Les Gardiens de la révolution (Pasdaran), branche paramilitaire dépendant directement du Guide de la révolution, multiplient les déclarations menaçantes. Elles s’adressent à tous ceux qui veulent en finir avec la République islamique ainsi qu’aux dirigeants de l’opposition réformatrice « verte », l’ancien président du Parlement, Medhi Karoubi, et l’ancien Premier ministre, Mir Hossein Moussavi. Les rumeurs sur l’arrestation proche de Moussavi ne font qu’enfler. Les Pasdaran tentent de confiner les manifestations dans les enceintes universitaires.Ainsi, dimanche 13 décembre, ils ont encerclé le campus de l’Université de Téhéran, prenant au piège des centaines d’étudiants. Aux manifestations étudiantes s’ajoutent les rassemblements réguliers des mères endeuillées qui ne cessent de manifester courageusement leur opposition au régime et bénéficient d’une grande sympathie de la population.

Tout cela dans un climat social et économique particulièrement dégradé avec de nombreuses grèves, dispersées du fait de la répression et de l’absence d’organisations syndicales indépendantes. Karoubi et Moussavi viennent de demander l’autorisation d’organiser une grande manifestation pour dénoncer la destruction des photos de Khomeyni mais aussi le rôle joué par les médias officiels. Si elle se tient, cette manifestation sera une nouvelle épreuve de force. Face à cette crise multiforme, la brèche ouverte au sein du pouvoir est de plus en plus profonde. Les Pasdaran et le clergé qui soutient encore Ahmadinejad et le Guide se divisent sur la stratégie à suivre.

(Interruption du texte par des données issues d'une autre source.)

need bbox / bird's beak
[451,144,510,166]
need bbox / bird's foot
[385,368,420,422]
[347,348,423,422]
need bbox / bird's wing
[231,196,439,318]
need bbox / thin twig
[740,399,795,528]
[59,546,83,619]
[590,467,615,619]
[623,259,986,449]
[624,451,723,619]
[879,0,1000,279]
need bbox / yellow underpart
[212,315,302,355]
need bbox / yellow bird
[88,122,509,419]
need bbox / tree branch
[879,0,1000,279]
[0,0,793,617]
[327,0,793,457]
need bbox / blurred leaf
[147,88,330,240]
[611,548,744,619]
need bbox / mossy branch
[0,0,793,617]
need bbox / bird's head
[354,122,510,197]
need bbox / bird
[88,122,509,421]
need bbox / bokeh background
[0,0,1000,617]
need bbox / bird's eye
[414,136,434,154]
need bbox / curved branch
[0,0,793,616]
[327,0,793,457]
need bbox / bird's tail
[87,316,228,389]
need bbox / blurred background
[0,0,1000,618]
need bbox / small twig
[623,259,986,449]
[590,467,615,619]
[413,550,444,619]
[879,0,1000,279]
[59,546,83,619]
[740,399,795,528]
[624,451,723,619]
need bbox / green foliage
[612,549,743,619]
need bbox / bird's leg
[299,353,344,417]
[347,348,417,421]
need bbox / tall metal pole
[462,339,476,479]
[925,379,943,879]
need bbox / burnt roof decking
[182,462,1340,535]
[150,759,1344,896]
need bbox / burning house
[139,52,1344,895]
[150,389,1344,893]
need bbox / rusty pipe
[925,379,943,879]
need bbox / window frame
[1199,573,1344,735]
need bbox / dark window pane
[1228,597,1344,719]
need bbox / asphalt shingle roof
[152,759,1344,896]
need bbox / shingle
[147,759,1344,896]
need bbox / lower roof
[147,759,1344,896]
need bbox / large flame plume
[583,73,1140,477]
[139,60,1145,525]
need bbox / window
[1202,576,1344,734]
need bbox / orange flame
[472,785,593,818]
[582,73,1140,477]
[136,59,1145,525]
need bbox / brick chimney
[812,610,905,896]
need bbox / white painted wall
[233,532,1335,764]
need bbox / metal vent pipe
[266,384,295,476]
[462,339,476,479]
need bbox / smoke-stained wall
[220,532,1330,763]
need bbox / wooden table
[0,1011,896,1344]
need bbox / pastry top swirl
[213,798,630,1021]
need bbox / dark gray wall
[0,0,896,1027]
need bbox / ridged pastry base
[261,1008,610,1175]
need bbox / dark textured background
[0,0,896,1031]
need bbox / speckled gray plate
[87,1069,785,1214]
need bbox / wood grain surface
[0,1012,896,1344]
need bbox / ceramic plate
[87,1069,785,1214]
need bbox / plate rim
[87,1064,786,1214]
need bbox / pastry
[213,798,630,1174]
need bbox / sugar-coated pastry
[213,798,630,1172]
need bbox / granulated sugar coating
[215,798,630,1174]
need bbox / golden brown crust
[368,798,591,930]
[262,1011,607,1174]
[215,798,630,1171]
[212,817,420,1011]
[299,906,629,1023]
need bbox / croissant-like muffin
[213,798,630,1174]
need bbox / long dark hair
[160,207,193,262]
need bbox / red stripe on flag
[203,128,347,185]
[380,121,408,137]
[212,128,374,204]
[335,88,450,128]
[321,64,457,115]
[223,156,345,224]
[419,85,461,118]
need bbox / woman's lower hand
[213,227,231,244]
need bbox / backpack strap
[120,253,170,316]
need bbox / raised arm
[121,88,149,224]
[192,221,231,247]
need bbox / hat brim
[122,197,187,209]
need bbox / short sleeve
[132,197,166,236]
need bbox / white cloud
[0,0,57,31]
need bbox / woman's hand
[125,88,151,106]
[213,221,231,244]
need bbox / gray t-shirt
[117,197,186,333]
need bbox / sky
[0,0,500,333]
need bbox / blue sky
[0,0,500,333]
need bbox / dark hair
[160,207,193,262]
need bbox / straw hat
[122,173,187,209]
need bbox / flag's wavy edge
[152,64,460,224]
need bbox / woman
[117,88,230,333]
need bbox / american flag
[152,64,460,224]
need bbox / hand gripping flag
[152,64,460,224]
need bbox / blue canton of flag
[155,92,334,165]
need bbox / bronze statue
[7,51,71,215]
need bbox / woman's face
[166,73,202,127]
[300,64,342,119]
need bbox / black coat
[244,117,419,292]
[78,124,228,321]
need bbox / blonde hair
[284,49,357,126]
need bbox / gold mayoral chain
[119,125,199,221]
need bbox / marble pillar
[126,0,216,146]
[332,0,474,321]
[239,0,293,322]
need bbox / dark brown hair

Le bras de fer imposé par la population provoque des remous, y compris au sein de l’armée régulière. Dans ce contexte, ceux qui, au sein du régime et du camp « conservateur », veulent instaurer la loi martiale et écraser la contestation veulent aller vite. Plus que jamais celles et ceux qui luttent pour la liberté, l’égalité et la justice sociale doivent pouvoir compter sur la solidarité internationale.